Он краснеет, слегка смущенный. Почесывает затылок одной рукой, затем берет листок, складывает его вдвое и подсовывает под резинку папки.
– Я заметила, что ты уже несколько дней сюда приходишь, – продолжаю, когда мы выходим из церкви. – Учишься?
– Да, я на первом курсе Академии искусств. (Он очень напряжен, это видно по беспрерывному движению глаз.) – Я провожу исследование цикла святого Матфея, – уточняет парень, прочищая горло.
– Я так и подумала. – Одариваю его дружелюбной улыбкой: он располагает к себе.
– А ты, значит, работаешь реставратором.
Он оглядывает меня с восхищением, вызывая чувство почти нежности. Потом подает руку и добавляет вежливо:
– Меня зовут Мартино, очень приятно познакомиться.
– Элена! – пожимаю его горячую руку.
– А этот акцент? Откуда ты?
– Из Венеции.
– Ну конечно… переехала по работе?
– Не только… – улыбаюсь ему, – еще поближе к моему парню.
– А-а, – он кивает головой и, кажется, выглядит слегка расстроенным.
На мгновение замолкаем, будто оба не находим, что сказать.
– Ну, думаю, что мы будем часто видеться в ближайшие дни, Мартино.
– Наверно да, – радостно отвечает он, блестя глазами.
– Я побегу, мне туда! – говорю, указывая направление.

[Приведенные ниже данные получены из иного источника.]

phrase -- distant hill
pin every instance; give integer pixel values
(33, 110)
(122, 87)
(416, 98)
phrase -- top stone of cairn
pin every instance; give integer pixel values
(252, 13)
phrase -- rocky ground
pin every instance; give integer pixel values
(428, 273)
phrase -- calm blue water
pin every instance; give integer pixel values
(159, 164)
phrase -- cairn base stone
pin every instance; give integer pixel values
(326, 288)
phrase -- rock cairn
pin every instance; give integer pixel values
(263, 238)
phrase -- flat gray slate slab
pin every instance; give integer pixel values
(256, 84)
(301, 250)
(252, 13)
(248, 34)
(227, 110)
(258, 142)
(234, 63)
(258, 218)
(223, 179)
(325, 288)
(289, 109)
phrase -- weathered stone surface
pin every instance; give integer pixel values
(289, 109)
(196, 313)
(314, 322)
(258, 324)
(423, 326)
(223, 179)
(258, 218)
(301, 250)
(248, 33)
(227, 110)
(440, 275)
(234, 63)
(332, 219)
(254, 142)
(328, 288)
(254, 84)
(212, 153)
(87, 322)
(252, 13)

– А мне – туда! – отвечает он, будто встряхнувшись.
– Тогда до встречи!
– До встречи!
Проходит два шага назад и удаляется с опущенным вниз взглядом и слегка разболтанной походкой, характерной для тех, кто носит «All Star». Провожаю парня взглядом и вижу, как он снова оглядывается, словно хочет увериться, что я действительно ушла. Я улыбаюсь ему, он улыбается в ответ, но, шагая с повернутой ко мне головой, сталкивается с идущим навстречу прохожим. Извиняется в замешательстве и продолжает свой путь понурившись, видимо умирая от стыда.